Los especialistas también aconsejan cambiar diariamente la ropa interior, lavar con frecuencia las sábanas, pijamas y toallas con agua caliente, y limpiar adecuadamente las superficies del hogar. Estas medidas ayudan a disminuir la cantidad de huevos presentes en el ambiente y reducen las posibilidades de reinfección.

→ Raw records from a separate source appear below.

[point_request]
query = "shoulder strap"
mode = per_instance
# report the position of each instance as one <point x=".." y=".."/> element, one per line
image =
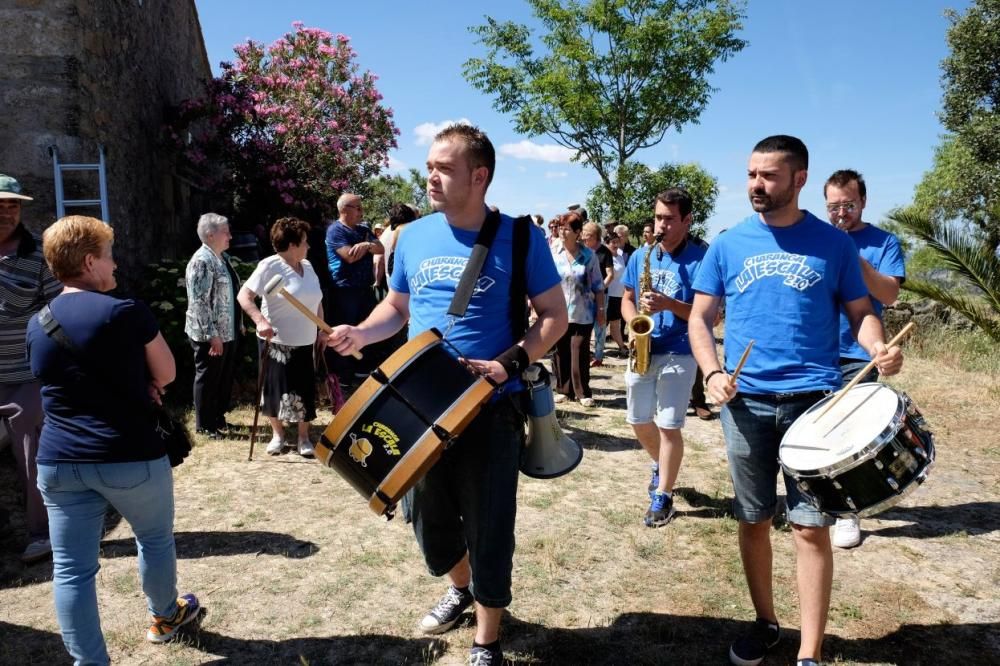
<point x="54" y="330"/>
<point x="519" y="277"/>
<point x="467" y="283"/>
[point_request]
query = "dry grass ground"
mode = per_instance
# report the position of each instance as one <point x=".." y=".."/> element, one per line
<point x="294" y="569"/>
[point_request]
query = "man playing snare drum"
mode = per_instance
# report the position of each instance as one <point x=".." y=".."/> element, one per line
<point x="784" y="274"/>
<point x="883" y="271"/>
<point x="463" y="510"/>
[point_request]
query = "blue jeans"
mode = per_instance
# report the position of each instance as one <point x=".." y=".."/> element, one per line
<point x="467" y="502"/>
<point x="753" y="426"/>
<point x="77" y="496"/>
<point x="600" y="335"/>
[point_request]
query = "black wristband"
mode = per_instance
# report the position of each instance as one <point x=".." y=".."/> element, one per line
<point x="712" y="374"/>
<point x="514" y="360"/>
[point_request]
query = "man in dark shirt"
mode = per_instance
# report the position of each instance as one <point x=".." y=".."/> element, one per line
<point x="26" y="284"/>
<point x="350" y="245"/>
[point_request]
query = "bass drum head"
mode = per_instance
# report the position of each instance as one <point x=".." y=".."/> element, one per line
<point x="855" y="422"/>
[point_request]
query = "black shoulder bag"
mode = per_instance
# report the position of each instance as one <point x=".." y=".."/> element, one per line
<point x="171" y="431"/>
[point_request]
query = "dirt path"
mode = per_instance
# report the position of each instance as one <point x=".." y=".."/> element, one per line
<point x="293" y="568"/>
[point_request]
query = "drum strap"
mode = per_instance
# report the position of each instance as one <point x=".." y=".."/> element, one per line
<point x="467" y="283"/>
<point x="519" y="278"/>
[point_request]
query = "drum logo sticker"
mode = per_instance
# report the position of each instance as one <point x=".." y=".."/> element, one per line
<point x="360" y="449"/>
<point x="390" y="440"/>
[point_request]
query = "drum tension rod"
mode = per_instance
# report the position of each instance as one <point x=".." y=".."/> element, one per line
<point x="442" y="434"/>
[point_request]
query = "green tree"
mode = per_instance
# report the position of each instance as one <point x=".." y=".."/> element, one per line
<point x="614" y="78"/>
<point x="971" y="104"/>
<point x="639" y="185"/>
<point x="971" y="260"/>
<point x="382" y="192"/>
<point x="956" y="209"/>
<point x="964" y="183"/>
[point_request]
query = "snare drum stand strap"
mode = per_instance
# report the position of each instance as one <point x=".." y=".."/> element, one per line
<point x="467" y="283"/>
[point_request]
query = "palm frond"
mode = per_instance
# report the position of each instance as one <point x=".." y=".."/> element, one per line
<point x="959" y="250"/>
<point x="971" y="308"/>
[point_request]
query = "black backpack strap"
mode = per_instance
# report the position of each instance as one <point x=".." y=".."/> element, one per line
<point x="467" y="284"/>
<point x="54" y="330"/>
<point x="519" y="277"/>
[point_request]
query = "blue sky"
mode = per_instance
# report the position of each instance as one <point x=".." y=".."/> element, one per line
<point x="858" y="81"/>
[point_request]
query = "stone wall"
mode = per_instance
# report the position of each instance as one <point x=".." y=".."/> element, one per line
<point x="79" y="73"/>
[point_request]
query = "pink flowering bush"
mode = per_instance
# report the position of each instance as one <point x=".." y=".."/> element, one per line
<point x="287" y="127"/>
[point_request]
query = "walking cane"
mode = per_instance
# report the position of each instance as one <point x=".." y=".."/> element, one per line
<point x="260" y="395"/>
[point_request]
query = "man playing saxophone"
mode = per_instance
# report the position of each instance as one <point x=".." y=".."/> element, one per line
<point x="661" y="370"/>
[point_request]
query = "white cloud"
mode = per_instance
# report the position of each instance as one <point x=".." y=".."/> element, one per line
<point x="426" y="131"/>
<point x="529" y="150"/>
<point x="397" y="166"/>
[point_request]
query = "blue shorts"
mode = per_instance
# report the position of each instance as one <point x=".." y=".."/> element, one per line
<point x="661" y="394"/>
<point x="753" y="426"/>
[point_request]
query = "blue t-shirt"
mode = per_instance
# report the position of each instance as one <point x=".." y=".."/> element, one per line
<point x="674" y="277"/>
<point x="359" y="274"/>
<point x="429" y="260"/>
<point x="880" y="249"/>
<point x="96" y="400"/>
<point x="783" y="289"/>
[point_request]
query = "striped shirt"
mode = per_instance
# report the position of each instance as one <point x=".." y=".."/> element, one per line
<point x="26" y="284"/>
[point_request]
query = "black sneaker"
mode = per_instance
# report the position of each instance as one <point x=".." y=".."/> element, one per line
<point x="750" y="649"/>
<point x="661" y="510"/>
<point x="483" y="656"/>
<point x="445" y="614"/>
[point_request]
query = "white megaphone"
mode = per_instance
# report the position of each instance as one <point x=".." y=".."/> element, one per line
<point x="549" y="453"/>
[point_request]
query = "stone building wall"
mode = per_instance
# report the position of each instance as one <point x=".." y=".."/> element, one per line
<point x="79" y="73"/>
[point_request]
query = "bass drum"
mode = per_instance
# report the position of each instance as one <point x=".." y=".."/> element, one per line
<point x="862" y="457"/>
<point x="395" y="426"/>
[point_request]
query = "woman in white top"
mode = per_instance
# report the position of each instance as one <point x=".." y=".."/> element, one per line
<point x="290" y="379"/>
<point x="615" y="291"/>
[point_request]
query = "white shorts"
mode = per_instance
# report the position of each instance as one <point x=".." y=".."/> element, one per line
<point x="662" y="394"/>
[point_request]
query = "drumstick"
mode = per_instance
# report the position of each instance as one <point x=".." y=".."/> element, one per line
<point x="274" y="285"/>
<point x="864" y="371"/>
<point x="739" y="366"/>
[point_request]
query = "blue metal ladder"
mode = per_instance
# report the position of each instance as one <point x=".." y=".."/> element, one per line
<point x="62" y="202"/>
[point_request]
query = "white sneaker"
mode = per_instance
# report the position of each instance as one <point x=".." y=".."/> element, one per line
<point x="847" y="532"/>
<point x="275" y="446"/>
<point x="36" y="551"/>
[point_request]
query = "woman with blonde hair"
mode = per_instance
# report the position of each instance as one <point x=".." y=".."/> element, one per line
<point x="102" y="362"/>
<point x="583" y="288"/>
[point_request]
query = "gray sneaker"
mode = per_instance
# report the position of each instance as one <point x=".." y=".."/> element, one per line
<point x="445" y="614"/>
<point x="480" y="656"/>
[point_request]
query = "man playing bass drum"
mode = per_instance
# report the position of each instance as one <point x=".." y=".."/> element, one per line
<point x="463" y="509"/>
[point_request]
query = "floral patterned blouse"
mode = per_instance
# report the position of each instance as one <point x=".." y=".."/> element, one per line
<point x="211" y="297"/>
<point x="581" y="280"/>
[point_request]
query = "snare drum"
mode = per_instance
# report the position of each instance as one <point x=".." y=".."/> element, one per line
<point x="861" y="457"/>
<point x="395" y="426"/>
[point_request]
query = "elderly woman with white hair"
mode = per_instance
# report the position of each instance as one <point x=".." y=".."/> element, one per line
<point x="213" y="324"/>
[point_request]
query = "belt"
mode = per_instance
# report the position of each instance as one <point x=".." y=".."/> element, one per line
<point x="815" y="396"/>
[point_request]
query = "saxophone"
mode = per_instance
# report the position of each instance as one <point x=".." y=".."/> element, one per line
<point x="641" y="326"/>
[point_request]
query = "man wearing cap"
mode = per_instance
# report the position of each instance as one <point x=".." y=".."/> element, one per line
<point x="25" y="286"/>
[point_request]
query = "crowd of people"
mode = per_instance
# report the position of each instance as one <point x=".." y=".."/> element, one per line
<point x="807" y="292"/>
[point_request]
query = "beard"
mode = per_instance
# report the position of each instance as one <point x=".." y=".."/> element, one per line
<point x="768" y="202"/>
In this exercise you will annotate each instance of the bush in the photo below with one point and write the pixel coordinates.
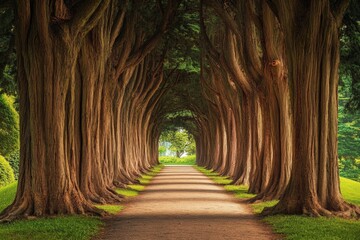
(14, 160)
(6, 172)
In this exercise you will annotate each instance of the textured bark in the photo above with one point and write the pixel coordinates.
(47, 51)
(313, 62)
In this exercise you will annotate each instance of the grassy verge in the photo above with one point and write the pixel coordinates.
(62, 227)
(132, 190)
(168, 160)
(302, 227)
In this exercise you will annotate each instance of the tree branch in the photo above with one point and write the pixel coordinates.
(150, 44)
(339, 10)
(87, 15)
(6, 4)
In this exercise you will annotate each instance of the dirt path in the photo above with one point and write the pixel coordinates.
(181, 203)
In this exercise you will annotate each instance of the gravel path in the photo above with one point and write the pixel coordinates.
(182, 203)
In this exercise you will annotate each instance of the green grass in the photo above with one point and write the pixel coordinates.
(69, 227)
(111, 208)
(62, 227)
(7, 195)
(223, 180)
(73, 227)
(350, 190)
(303, 227)
(169, 160)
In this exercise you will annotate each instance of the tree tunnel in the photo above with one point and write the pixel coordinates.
(99, 81)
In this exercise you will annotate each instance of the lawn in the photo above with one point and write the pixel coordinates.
(302, 227)
(63, 227)
(169, 160)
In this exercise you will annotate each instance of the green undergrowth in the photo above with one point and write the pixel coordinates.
(131, 190)
(62, 227)
(301, 227)
(170, 160)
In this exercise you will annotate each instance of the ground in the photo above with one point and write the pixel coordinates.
(182, 203)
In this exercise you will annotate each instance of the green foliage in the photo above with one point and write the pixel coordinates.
(350, 190)
(7, 195)
(6, 172)
(302, 227)
(169, 160)
(67, 228)
(350, 61)
(74, 227)
(111, 208)
(181, 141)
(14, 161)
(9, 126)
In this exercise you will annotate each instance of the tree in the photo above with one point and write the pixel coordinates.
(181, 141)
(9, 126)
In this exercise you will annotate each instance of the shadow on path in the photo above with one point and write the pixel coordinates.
(182, 203)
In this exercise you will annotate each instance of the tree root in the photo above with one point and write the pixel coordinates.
(344, 210)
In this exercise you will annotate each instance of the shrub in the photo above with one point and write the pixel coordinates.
(6, 172)
(14, 160)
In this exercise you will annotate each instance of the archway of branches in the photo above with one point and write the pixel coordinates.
(100, 80)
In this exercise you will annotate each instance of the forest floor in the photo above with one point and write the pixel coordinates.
(182, 203)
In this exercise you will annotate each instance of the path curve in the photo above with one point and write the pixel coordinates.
(182, 203)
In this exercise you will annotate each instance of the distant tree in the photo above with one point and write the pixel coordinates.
(181, 141)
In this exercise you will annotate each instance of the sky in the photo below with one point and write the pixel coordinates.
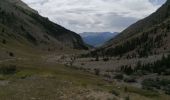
(95, 15)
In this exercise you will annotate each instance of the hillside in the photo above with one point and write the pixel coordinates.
(22, 27)
(146, 37)
(97, 39)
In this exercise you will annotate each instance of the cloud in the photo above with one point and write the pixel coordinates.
(95, 15)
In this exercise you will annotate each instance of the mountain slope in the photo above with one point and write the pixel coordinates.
(23, 25)
(146, 37)
(97, 38)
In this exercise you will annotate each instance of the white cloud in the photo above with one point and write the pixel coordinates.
(94, 15)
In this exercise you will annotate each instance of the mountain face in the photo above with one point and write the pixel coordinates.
(146, 37)
(19, 24)
(97, 38)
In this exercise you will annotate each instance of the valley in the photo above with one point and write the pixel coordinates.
(41, 60)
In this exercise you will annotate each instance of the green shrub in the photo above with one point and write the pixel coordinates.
(10, 69)
(118, 76)
(114, 92)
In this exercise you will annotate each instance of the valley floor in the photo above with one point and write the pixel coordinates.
(43, 78)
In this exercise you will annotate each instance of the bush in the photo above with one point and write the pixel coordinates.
(114, 92)
(162, 84)
(119, 76)
(97, 72)
(4, 41)
(11, 54)
(130, 80)
(11, 69)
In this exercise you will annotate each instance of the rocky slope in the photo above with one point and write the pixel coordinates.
(19, 24)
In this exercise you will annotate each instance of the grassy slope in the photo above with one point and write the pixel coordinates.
(36, 79)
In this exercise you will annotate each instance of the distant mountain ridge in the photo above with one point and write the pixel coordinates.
(97, 38)
(25, 25)
(148, 36)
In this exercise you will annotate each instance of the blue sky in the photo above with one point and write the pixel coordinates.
(95, 15)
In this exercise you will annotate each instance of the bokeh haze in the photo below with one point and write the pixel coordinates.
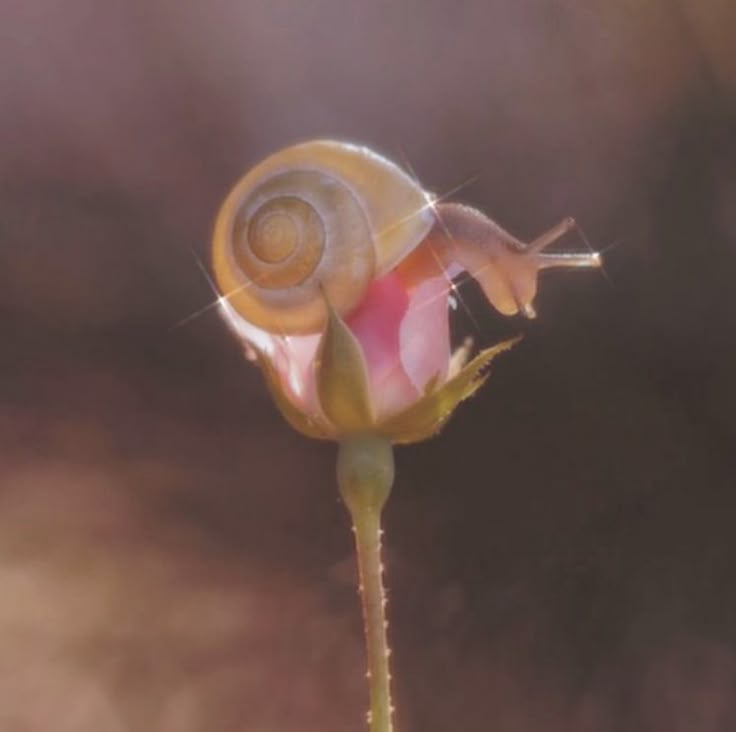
(173, 557)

Es importante recordar que la presencia de oxiuros no significa necesariamente que exista falta de higiene en el hogar. Debido a la facilidad con la que se transmiten entre niños, cualquier familia puede enfrentarse a esta situación, incluso manteniendo buenos hábitos de limpieza.

Aunque el intenso picor nocturno suele ser el síntoma más evidente, cualquier cambio persistente en el descanso del niño, molestias repetidas o sospechas de parasitosis deben ser evaluados por un profesional. Un diagnóstico oportuno permite iniciar rápidamente el tratamiento adecuado y evitar que el problema continúe propagándose.

Con información, hábitos de higiene adecuados y el tratamiento indicado por el médico, la infección por oxiuros suele resolverse sin mayores complicaciones. La clave está en reconocer los síntomas a tiempo y actuar de forma coordinada para cortar el ciclo de transmisión, permitiendo que los niños recuperen rápidamente su bienestar y vuelvan a descansar con normalidad.